Bogor (Antara Megapolitan) - Sekolah Tinggi Penyuluh Pertanian (STPP) Bogor meraih penghargaan dari Kantor Pelayanan Perbendaharaan Negara (KPPN) Bogor, Jawa Barat, sebagai peringkat pertama mitra kinerja terbaik dalam pengelolaan anggaran. 

"Kemarin kami dipanggil oleh KPPN Bogor mengatakan STPP Bogor meraih peringkat pertama sebagai satuan kerja terbaik dalam pengelolaan anggaran di wilayah I Jawa Barat," kata Ketua STPP Bogor Nazaruddin kepada Antara, Kamis. 

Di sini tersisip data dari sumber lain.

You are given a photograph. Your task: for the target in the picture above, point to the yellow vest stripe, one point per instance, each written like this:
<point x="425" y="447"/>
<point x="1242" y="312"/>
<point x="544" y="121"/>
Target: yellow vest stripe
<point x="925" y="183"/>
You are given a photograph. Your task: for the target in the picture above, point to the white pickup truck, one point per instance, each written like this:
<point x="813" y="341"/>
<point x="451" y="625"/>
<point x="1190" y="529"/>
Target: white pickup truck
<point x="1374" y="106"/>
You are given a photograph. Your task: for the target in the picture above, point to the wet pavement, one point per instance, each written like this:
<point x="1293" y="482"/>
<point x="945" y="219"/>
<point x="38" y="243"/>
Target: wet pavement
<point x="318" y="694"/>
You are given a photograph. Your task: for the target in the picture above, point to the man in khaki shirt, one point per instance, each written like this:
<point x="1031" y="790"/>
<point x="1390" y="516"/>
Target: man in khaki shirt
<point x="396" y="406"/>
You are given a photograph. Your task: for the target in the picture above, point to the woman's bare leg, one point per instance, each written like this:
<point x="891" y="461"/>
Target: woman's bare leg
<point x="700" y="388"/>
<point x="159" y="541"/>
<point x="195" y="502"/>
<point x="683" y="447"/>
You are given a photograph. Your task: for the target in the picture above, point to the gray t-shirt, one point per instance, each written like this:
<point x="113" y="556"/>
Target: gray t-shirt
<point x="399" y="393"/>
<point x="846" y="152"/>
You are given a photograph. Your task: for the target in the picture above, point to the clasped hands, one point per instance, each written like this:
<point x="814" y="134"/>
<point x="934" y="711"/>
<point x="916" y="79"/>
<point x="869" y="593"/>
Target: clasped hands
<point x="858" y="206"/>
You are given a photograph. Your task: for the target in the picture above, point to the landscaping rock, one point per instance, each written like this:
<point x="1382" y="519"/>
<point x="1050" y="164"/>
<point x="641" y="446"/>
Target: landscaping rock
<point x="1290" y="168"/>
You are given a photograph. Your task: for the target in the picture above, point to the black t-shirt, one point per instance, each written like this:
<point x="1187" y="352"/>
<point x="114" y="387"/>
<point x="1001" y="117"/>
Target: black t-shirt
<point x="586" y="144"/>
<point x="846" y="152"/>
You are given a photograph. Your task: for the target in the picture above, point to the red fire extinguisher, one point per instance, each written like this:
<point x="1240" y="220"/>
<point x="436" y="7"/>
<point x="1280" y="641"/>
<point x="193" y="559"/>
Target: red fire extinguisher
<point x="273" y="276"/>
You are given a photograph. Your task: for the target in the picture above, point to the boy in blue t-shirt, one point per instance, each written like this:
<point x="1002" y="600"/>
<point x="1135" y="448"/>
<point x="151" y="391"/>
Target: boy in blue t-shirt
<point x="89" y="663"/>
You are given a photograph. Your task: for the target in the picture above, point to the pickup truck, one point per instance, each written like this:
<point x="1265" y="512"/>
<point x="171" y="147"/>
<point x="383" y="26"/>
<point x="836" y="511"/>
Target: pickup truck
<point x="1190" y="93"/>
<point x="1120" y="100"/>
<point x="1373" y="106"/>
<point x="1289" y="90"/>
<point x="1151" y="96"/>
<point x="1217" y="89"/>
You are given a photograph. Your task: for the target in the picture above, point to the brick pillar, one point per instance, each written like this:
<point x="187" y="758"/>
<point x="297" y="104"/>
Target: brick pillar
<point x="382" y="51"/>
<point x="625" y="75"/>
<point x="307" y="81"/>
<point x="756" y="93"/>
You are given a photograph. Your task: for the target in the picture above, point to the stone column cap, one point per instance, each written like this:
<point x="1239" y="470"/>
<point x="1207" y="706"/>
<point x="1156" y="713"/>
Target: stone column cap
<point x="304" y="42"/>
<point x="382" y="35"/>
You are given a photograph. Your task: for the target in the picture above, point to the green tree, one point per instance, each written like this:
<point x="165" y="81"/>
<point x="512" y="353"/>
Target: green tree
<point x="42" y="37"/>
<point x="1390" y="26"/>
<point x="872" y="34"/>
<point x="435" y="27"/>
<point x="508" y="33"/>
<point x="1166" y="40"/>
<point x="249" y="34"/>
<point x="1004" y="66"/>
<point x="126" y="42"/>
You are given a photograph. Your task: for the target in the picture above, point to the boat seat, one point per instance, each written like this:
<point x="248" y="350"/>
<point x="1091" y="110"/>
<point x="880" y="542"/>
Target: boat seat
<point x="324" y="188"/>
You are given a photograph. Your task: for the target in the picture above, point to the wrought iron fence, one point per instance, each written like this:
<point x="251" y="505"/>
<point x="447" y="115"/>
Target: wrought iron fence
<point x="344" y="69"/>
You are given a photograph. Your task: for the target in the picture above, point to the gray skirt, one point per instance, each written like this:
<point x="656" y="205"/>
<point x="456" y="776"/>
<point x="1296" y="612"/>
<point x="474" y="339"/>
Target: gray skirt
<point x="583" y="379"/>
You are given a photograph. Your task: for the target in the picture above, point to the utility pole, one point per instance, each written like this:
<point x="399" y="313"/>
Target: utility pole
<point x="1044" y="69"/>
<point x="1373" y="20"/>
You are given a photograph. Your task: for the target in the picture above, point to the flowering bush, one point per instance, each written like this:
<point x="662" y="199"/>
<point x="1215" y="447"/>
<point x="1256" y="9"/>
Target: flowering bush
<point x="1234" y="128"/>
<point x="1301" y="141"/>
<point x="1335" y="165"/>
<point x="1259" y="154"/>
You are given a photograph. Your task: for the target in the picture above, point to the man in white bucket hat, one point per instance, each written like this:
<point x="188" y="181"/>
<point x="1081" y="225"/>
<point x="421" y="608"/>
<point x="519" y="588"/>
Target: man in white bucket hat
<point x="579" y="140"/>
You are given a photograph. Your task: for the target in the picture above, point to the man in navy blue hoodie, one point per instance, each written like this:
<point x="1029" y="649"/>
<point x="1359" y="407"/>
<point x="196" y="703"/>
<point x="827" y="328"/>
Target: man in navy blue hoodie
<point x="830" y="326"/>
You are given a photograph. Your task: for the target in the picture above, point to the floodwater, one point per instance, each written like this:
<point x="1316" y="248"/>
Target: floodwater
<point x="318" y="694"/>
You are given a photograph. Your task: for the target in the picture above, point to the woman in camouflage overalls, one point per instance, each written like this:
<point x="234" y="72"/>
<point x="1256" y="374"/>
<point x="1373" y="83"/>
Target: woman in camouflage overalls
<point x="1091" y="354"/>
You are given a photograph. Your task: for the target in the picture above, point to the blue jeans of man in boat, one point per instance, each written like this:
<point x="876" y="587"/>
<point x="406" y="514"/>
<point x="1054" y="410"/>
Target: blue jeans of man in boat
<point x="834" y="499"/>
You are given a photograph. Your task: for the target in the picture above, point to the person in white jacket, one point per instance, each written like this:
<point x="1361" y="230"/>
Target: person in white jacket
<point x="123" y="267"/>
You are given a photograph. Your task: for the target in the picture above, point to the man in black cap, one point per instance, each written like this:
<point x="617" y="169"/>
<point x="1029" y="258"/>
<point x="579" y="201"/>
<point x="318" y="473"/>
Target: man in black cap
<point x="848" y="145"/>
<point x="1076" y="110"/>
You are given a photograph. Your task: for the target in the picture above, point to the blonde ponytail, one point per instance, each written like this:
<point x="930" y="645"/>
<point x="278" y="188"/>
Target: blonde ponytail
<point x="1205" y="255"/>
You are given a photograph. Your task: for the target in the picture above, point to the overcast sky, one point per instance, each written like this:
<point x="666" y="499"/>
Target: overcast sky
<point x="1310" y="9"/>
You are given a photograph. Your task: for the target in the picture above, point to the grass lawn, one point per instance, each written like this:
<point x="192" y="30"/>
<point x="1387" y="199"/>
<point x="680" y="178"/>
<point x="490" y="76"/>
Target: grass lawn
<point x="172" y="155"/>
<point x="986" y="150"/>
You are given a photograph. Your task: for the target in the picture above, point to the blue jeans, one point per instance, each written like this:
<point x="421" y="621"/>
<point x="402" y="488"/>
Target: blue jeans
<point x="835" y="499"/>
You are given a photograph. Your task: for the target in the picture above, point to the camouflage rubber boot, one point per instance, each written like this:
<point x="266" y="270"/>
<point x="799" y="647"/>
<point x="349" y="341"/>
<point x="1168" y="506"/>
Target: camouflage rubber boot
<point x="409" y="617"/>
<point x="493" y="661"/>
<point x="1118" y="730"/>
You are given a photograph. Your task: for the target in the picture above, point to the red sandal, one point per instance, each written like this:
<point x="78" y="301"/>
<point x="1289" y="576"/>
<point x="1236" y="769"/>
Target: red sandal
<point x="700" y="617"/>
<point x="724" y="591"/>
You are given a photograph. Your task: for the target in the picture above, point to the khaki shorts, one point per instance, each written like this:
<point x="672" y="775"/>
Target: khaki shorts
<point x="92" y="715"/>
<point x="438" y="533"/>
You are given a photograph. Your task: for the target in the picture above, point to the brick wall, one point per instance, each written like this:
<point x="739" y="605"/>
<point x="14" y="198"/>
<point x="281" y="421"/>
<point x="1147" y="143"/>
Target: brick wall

Nazar menyebutkan ada beberapa satuan kerja yang dibawah koordinasi KPPN Bogor yakni meliputi Kota dan Kabupaten Bogor, Kota dan Kabupaten Sukabumi, serta Depok. Ada ratusan Satker yang dinilai, STPP Bogor bersama lima satker lainnya terpilih jadi yang terbaik. 

Menurut Nazar capaian tersebut merupakan yang pertama diraih oleh STPP Bogor berkat kerja sama tim yang ada di sekolah tinggi tersebut dalam pengelolaan anggaran sesuai dengan prosedur yang diterapkan oleh Kementerian Keuangan. 

"Dengan prestasi ini kami jadi lebih bertanggungjawab lagi mempertahankannya, karena ini bagian dari transpransi anggaran dalam pengelolan anggaran, mulai dari pengadaan diumumkan, tepat waktu, kita lakukan manajemen terbuka," kata Nazar. 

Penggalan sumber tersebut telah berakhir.